Prodotti antibatterici per la pulizia personale e delle superfici

I prodotti per la pulizia personale destinati a uccidere o inibire alcuni batteri sulle mani o sul corpo sono generalmente chiamati saponi o lavaggi antibatterici. A seconda dei loro ingredienti attivi e della formulazione specifica, questi prodotti sono efficaci contro i batteri che possono causare cattivi odori, infezioni della pelle, intossicazioni alimentari, malattie intestinali e altre malattie comunemente trasmesse.
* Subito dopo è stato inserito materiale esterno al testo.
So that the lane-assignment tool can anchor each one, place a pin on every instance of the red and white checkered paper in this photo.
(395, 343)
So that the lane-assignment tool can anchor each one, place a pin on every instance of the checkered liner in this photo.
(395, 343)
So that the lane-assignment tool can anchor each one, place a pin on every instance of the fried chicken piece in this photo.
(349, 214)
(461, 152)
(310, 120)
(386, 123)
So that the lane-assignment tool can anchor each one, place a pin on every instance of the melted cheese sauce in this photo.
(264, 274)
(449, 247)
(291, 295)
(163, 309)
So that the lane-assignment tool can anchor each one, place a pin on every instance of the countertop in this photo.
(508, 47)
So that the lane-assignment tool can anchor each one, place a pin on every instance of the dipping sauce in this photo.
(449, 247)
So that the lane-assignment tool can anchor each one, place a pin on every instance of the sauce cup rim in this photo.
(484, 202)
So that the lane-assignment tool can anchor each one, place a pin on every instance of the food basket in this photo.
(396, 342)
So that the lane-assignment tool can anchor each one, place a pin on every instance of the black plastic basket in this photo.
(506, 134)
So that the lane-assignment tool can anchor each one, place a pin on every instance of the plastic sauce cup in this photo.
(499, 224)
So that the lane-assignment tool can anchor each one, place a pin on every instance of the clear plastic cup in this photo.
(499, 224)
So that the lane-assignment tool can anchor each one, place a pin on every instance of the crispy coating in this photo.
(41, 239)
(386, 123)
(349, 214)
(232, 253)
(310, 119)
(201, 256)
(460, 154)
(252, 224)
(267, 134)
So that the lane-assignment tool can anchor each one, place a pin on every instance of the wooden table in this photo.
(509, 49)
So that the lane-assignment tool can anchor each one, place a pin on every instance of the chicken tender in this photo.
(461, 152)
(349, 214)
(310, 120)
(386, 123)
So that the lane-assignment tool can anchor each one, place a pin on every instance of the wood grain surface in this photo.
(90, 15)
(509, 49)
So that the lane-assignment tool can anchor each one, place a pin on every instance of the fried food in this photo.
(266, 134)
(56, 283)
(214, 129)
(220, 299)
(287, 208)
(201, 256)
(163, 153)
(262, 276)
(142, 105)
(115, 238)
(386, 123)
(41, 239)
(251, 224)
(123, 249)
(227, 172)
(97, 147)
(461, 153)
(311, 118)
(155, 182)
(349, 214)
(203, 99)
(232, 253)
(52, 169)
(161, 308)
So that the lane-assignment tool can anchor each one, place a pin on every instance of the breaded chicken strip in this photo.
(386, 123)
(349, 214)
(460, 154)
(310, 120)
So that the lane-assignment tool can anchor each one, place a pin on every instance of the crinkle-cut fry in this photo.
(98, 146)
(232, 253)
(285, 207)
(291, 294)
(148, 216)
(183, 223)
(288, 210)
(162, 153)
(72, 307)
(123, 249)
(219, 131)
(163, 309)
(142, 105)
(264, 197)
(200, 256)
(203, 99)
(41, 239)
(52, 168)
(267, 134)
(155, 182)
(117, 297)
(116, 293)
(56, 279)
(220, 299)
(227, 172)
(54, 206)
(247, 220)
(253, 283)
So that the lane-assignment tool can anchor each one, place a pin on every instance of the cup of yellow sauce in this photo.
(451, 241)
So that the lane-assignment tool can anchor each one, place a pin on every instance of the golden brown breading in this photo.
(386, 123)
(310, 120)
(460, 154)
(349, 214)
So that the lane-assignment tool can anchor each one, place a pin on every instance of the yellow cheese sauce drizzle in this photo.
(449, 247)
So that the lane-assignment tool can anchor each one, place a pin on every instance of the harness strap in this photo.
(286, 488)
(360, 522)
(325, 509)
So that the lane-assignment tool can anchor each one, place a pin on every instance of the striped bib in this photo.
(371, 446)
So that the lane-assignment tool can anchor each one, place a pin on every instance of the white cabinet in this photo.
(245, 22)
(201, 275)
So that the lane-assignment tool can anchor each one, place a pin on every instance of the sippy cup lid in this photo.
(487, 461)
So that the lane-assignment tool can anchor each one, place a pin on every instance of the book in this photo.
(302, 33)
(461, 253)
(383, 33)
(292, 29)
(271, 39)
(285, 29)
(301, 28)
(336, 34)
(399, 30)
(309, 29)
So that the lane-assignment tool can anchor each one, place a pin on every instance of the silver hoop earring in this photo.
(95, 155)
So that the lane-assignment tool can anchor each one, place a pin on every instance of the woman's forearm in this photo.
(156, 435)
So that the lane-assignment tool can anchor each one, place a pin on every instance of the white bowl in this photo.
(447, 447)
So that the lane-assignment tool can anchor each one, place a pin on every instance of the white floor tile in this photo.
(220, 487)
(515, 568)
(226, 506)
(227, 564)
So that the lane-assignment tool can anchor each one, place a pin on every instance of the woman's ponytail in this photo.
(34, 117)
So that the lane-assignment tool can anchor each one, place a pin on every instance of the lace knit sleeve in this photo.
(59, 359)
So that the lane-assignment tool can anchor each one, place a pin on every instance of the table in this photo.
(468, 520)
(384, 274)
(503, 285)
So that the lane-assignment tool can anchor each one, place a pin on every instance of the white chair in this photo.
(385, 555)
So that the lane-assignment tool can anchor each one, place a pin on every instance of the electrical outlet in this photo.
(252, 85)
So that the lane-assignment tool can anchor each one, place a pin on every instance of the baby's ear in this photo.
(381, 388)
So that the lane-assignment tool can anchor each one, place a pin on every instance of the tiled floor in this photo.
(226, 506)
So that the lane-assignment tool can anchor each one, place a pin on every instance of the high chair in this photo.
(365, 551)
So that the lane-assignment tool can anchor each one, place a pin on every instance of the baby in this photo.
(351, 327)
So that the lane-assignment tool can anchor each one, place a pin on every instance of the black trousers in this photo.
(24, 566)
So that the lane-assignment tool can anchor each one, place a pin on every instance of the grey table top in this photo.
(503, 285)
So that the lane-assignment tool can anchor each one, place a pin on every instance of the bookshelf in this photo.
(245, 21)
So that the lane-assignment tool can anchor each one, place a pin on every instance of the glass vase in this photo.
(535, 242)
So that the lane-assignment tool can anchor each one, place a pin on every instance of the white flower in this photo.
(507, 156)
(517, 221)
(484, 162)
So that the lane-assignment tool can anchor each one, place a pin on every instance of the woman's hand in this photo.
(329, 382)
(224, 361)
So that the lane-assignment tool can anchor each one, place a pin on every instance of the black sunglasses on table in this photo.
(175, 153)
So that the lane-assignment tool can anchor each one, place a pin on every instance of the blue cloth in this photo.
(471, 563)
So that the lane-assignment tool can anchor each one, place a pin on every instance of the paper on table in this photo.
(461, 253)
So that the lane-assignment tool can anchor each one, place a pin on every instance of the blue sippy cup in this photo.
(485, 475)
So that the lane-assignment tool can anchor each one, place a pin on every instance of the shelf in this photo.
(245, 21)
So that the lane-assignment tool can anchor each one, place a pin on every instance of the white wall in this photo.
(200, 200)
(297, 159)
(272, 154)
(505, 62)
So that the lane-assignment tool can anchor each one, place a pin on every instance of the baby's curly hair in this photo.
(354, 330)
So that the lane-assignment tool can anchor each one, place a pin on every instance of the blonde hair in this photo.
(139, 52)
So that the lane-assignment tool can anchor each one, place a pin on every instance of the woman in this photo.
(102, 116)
Perchè è importante disinfettare le superfici?

  • I prodotti per la pulizia regolare sono efficaci nel rimuovere lo sporco, ma solo i disinfettanti o i detergenti antibatterici eliminano i germi che possono causare molte malattie.
  • Superfici come i ripiani della cucina e del bagno, i pomelli delle porte, i sedili del water e i giocattoli per bambini, possono essere contaminati da batteri anche quando non sono visibilmente sporchi.
  • Germi possono essere diffusi su altre superfici tramite panni e spugne sporche.

Affinché le superfici possano essere disinfettate efficacemente, si devono seguire attentamente le istruzioni indicate sulle etichette dei prodotti.

I detergenti disinfettanti o antibatterici contengono sostanze idonee a rimuovere lo sporco e componenti antimicrobici che uccidono i germi. Gli ingredienti antimicrobici comuni includono olio di pino, composti di ammonio quaternario, ipoclorito di sodio, fenoli ed etanolo.

A seconda dell'ingrediente attivo e della formulazione del prodotto, si possono eliminare batteri come Salmonella ed E. coli, responsabili di malattie intestinali o come lo Staphylococcus che causa infezioni della pelle. Inoltre, si uccidono virus come l'Herpes simplex e il Rhinovirus, il principale portatore del comune raffreddore, il Rotavirus, che provoca diarrea nei bambini piccoli.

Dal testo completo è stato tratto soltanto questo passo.